3. Russia's unprovoked invasion of Ukraine

4. what’s going on in China

5. many firms are more cautious about ramping up production

6. A deadly avian flu

7. a severe drought in Brazil




And I never said in the next few months. As a matter of fact, if you actually read the posts, I said in the near term, no.

You're point was that these high prices will never come down. They will only go up from here due to Built-in inflation. I said these high prices will eventually go down when the factors that have caused this high inflation are rectified. In the near term, no. Within the next year or two, probably.

And these prices will probably still be high during contract negotiations. So, if the Company is not willing to negotiate our pay scale fairly, a strike is not out of the question. See, this whole discussion is on topic. Inflation, wages, price of goods, contract and strike. All correlate together.
 

Brownslave688

You want a toe? I can get you a toe.
Um. I only listed 7. Yes, the perfect storm. If only a few happened, the economy could have absorbed them. But, they all happened almost at the same time.

1. disrupted global supply chains (including domestic supply constraints and the shortage of semiconductor components)

2. demand (fueled in part by stimulus money and low interest rates) quickly outpaced supply

3. Russia's unprovoked invasion of Ukraine

4. what’s going on in China

5. many firms are more cautious about ramping up production

6. A deadly avian flu

7. a severe drought in Brazil




And I never said in the next few months. As a matter of fact, if you actually read the posts, I said in the near term, no.

You're point was that these high prices will never come down. They will only go up from here due to Built-in inflation. I said these high prices will eventually go down when the factors that have caused this high inflation are rectified.
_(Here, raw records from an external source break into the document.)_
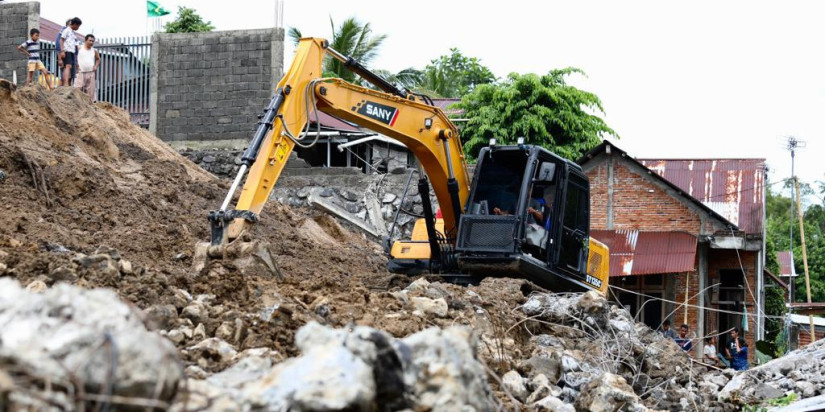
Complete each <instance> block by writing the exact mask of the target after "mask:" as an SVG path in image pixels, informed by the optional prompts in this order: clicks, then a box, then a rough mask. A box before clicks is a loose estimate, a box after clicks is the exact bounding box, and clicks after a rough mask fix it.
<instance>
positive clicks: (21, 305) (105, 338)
mask: <svg viewBox="0 0 825 412" xmlns="http://www.w3.org/2000/svg"><path fill="white" fill-rule="evenodd" d="M0 324H2V325H3V327H2V328H0V357H2V358H4V359H6V360H7V361H8V362H11V363H10V364H12V365H17V366H18V367H21V368H23V369H24V370H23V371H22V373H23V374H25V375H27V376H30V377H32V378H33V379H34V380H37V381H40V382H45V381H51V382H80V383H81V384H82V385H83V386H84V387H83V388H81V389H83V390H84V391H86V393H99V391H100V388H102V387H104V386H105V385H106V384H107V382H108V383H111V384H112V385H113V386H112V394H114V395H117V396H124V397H130V398H132V397H135V398H146V399H150V398H154V399H160V400H162V401H169V400H171V399H172V397H173V396H174V395H175V393H176V390H177V387H178V383H179V382H180V381H181V379H182V378H183V375H182V370H181V369H180V368H179V367H178V364H177V362H176V361H175V359H177V351H176V350H175V347H174V345H172V343H171V342H169V341H168V340H167V339H166V338H164V337H163V336H161V335H159V334H157V333H152V332H149V331H147V330H146V328H145V327H144V326H143V323H142V322H141V320H140V316H139V314H138V313H137V312H135V311H134V310H133V309H132V307H131V306H130V305H128V304H126V303H124V302H123V301H121V300H120V299H119V298H118V296H117V294H116V293H115V292H114V291H112V290H108V289H93V290H87V289H81V288H78V287H75V286H71V285H67V284H63V283H60V284H57V285H56V286H54V287H52V288H49V289H46V290H44V291H43V292H42V293H40V294H34V293H30V292H27V291H25V290H24V289H23V288H21V287H20V285H19V284H18V283H17V282H16V281H14V280H11V279H7V278H0ZM114 351H117V352H116V356H114V354H115V352H114ZM112 362H116V365H112ZM68 371H71V373H72V374H73V376H71V377H70V376H69V375H68V373H69V372H68ZM108 371H114V373H115V376H114V377H111V376H108V374H109V372H108ZM18 383H19V382H18ZM60 388H63V386H61V385H54V386H52V391H54V390H58V391H59V390H62V389H60ZM31 389H33V390H39V389H37V388H34V387H33V388H31Z"/></svg>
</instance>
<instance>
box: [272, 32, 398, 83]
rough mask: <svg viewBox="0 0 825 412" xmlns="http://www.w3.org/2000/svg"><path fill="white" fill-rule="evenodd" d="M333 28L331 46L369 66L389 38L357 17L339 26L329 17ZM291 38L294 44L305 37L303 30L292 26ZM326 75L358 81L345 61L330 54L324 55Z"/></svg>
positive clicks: (348, 55) (289, 32)
mask: <svg viewBox="0 0 825 412" xmlns="http://www.w3.org/2000/svg"><path fill="white" fill-rule="evenodd" d="M329 24H330V26H331V28H332V37H331V39H332V40H330V44H329V46H330V47H331V48H333V49H335V50H336V51H338V52H340V53H342V54H344V55H347V56H350V57H352V58H353V59H355V60H357V61H358V62H360V63H361V64H363V65H364V66H367V65H368V64H369V62H370V61H372V60H373V59H374V58H375V56H376V55H377V53H378V48H379V47H380V46H381V43H383V42H384V40H385V39H386V38H387V35H386V34H380V35H375V34H373V32H372V28H371V27H370V24H369V23H361V22H359V21H358V20H357V19H355V17H350V18H348V19H346V20H344V21H343V22H342V23H341V24H340V25H338V27H336V26H335V22H334V21H332V17H330V19H329ZM288 35H289V38H290V39H291V40H292V41H293V43H294V44H296V45H297V44H298V40H299V39H300V38H301V37H303V36H302V34H301V31H300V30H299V29H297V28H295V27H291V28H290V29H289V32H288ZM324 76H328V77H340V78H342V79H344V80H346V81H348V82H357V81H356V78H355V73H353V72H351V71H350V70H349V69H347V68H346V67H344V65H343V63H341V62H340V61H338V60H336V59H333V58H331V57H329V56H326V57H324Z"/></svg>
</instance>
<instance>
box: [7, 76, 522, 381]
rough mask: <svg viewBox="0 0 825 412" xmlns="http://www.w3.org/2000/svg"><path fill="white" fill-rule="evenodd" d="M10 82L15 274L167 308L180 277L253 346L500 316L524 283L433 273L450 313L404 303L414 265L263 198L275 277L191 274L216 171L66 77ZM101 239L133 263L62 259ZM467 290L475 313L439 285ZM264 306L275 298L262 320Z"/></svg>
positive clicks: (399, 331) (174, 300) (25, 283)
mask: <svg viewBox="0 0 825 412" xmlns="http://www.w3.org/2000/svg"><path fill="white" fill-rule="evenodd" d="M12 89H13V87H11V86H10V85H9V84H8V83H0V169H2V170H3V171H5V173H6V174H7V177H6V178H5V180H3V181H2V182H0V198H2V199H3V203H4V206H5V207H4V213H3V214H2V215H0V262H2V263H5V265H6V266H7V269H6V270H5V274H3V273H0V275H5V276H12V277H15V278H17V279H19V280H20V282H21V284H23V285H26V284H28V283H30V282H33V281H36V280H40V281H43V282H45V283H46V284H47V285H52V284H54V283H55V282H58V281H68V282H72V283H75V284H78V285H82V286H84V287H109V288H113V289H115V290H116V291H117V292H118V293H119V294H120V295H121V296H122V297H123V298H125V299H126V300H128V301H130V302H132V303H134V304H135V305H136V306H138V307H139V308H141V309H146V308H149V307H151V306H153V305H162V304H172V305H176V307H177V308H178V310H179V311H180V309H181V306H182V305H181V303H180V298H179V293H176V292H178V291H179V290H184V291H187V292H189V293H190V294H191V295H193V296H197V295H199V294H209V295H214V299H211V301H212V309H211V310H210V313H209V316H208V319H205V320H204V326H205V328H206V332H207V335H209V336H212V335H213V334H214V333H215V330H216V329H217V328H218V326H219V325H220V324H221V323H222V322H226V321H234V319H236V318H241V319H243V320H244V323H245V325H246V328H245V332H244V334H243V336H242V339H241V340H240V341H239V342H233V344H235V345H236V346H237V347H238V349H239V350H243V349H246V348H253V347H262V346H265V347H269V348H272V349H274V350H276V351H278V352H279V353H280V354H281V355H282V356H284V357H288V356H293V355H296V354H297V350H296V348H295V346H294V344H293V336H294V332H295V331H296V330H297V328H299V327H300V326H301V325H303V324H305V323H306V322H308V321H310V320H316V321H319V322H322V323H325V324H329V325H332V326H337V327H340V326H346V325H349V324H358V325H368V326H373V327H376V328H380V329H384V330H386V331H388V332H389V333H391V334H393V335H394V336H397V337H403V336H406V335H409V334H411V333H414V332H417V331H419V330H422V329H424V328H426V327H429V326H434V325H438V326H447V325H453V324H468V325H472V326H474V327H478V328H485V329H486V328H489V327H491V326H493V327H496V328H500V329H502V330H504V329H505V328H506V327H507V326H508V325H512V324H514V323H515V322H516V321H517V318H518V316H517V315H516V314H515V313H513V311H512V309H513V308H514V307H516V306H517V305H519V304H520V303H522V302H523V301H524V290H529V286H524V285H525V283H524V282H523V281H520V280H506V279H495V280H488V281H485V282H484V283H482V284H481V285H480V286H477V287H471V288H466V287H461V286H456V285H450V284H442V285H438V287H439V288H440V289H442V290H443V291H444V293H443V295H444V296H446V297H448V303H449V304H450V309H451V311H450V315H449V316H448V317H444V318H437V317H431V316H417V315H413V314H411V313H410V312H411V311H405V310H403V308H402V305H401V303H399V300H398V299H397V298H396V297H395V296H393V295H392V292H393V291H397V290H398V289H399V286H400V287H404V286H407V285H408V284H409V283H410V281H412V280H413V279H410V278H406V277H403V276H402V277H398V276H396V275H392V274H390V273H388V272H387V270H386V263H387V261H386V258H385V257H384V255H383V253H382V252H381V250H380V247H379V246H378V245H377V244H376V243H374V242H372V241H369V240H367V239H365V238H364V236H362V235H360V234H358V233H356V232H353V231H350V230H348V229H346V228H344V227H342V226H341V225H340V224H339V223H338V222H337V221H336V220H335V219H334V218H332V217H330V216H328V215H324V214H320V213H318V212H315V211H312V210H308V209H293V208H290V207H288V206H286V205H283V204H279V203H277V202H275V201H272V202H269V203H268V204H267V205H266V207H265V208H264V211H263V213H262V214H261V217H262V219H261V223H259V224H258V225H256V226H255V227H254V228H253V229H252V231H251V233H250V235H251V237H253V238H255V239H260V240H263V241H265V242H268V243H269V245H270V249H271V251H272V252H273V254H274V256H275V260H276V263H277V265H278V268H279V269H280V271H281V273H282V274H283V275H284V277H285V278H284V279H283V280H278V279H275V278H260V277H250V276H244V275H242V274H241V273H240V272H239V271H238V270H235V269H234V268H233V267H232V266H231V265H226V266H223V267H221V268H219V270H210V271H208V273H206V274H204V275H201V276H198V274H196V273H194V272H193V271H192V269H191V266H192V255H193V252H194V250H195V244H196V243H197V242H202V241H206V240H207V239H208V236H209V233H208V222H207V220H206V214H207V212H208V211H210V210H212V209H215V208H217V206H218V205H219V203H220V202H221V200H222V199H223V196H224V195H225V193H226V191H227V190H228V186H229V185H228V182H225V181H222V180H219V179H218V178H216V177H214V176H212V175H210V174H208V173H206V172H204V171H203V170H201V169H200V168H198V167H197V166H196V165H195V164H193V163H191V162H190V161H189V160H187V159H185V158H184V157H182V156H180V155H178V154H177V153H176V152H175V151H174V150H173V149H171V148H170V147H169V146H168V145H166V144H165V143H163V142H162V141H160V140H159V139H157V138H156V137H155V136H153V135H152V134H150V133H148V132H147V131H145V130H143V129H141V128H139V127H137V126H135V125H132V124H131V123H130V122H129V116H128V115H127V113H125V112H124V111H123V110H121V109H119V108H116V107H114V106H112V105H110V104H108V103H102V102H98V103H92V102H91V101H89V99H88V98H87V97H86V96H84V95H83V94H82V93H80V92H78V91H77V90H75V89H71V88H58V89H57V90H56V91H55V92H52V93H49V92H46V91H44V90H42V89H40V88H36V87H22V88H19V89H16V90H12ZM101 248H102V249H104V250H105V249H106V248H112V249H116V250H117V251H118V252H119V255H120V257H121V258H122V259H124V260H128V261H130V262H131V263H132V264H133V266H134V269H133V271H132V273H131V274H121V275H114V276H113V275H111V274H110V273H105V272H103V271H99V270H97V269H95V268H93V267H92V268H82V267H79V268H78V267H76V266H77V265H73V264H72V259H73V258H75V257H76V256H77V254H78V253H82V254H86V255H90V254H93V253H95V252H96V251H99V249H101ZM523 286H524V287H523ZM525 288H526V289H525ZM469 291H474V292H473V293H476V296H478V298H477V300H478V302H477V303H478V305H477V306H478V307H479V308H484V316H479V315H478V314H477V313H476V310H477V309H476V308H475V307H474V306H473V305H467V304H465V303H463V301H462V300H457V299H450V298H449V296H465V297H466V294H467V293H469ZM474 299H476V298H474ZM268 308H269V309H270V310H271V309H272V308H277V310H275V311H274V313H273V314H272V316H271V318H270V319H269V321H262V320H261V316H262V313H263V312H265V311H266V310H267V309H268ZM491 319H494V320H492V321H491ZM194 343H196V342H194ZM191 344H193V341H184V342H182V343H181V344H180V346H181V348H185V347H187V346H189V345H191ZM504 366H506V365H502V368H504ZM505 371H506V370H505Z"/></svg>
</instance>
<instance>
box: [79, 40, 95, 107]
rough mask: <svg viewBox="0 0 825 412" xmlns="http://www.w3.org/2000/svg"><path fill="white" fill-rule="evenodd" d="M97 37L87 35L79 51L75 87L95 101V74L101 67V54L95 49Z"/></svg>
mask: <svg viewBox="0 0 825 412" xmlns="http://www.w3.org/2000/svg"><path fill="white" fill-rule="evenodd" d="M94 44H95V36H94V35H93V34H87V35H86V38H85V40H84V42H83V45H82V46H80V48H79V49H78V50H77V69H78V70H77V78H76V79H75V81H74V86H75V87H77V88H79V89H80V90H82V91H83V93H86V95H87V96H89V98H90V99H92V101H95V72H97V68H98V67H100V54H99V53H98V52H97V49H95V48H94Z"/></svg>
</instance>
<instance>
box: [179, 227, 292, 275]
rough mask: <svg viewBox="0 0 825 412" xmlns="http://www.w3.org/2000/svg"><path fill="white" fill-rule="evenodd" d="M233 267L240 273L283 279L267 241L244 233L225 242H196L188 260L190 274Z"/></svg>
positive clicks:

In the near term, no. Within the next year or two, probably.

And these prices will probably still be high during contract negotiations. So, if the Company is not willing to negotiate our pay scale fairly, a strike is not out of the question. See, this whole discussion is on topic. Inflation, wages, price of goods, contract and strike. All correlate together.
Without something on the scale of the Great Depression we aren’t getting deflation on the scale big enough to bring prices back to what they were. We have 100+ years of data on inflation. It’s just not happening.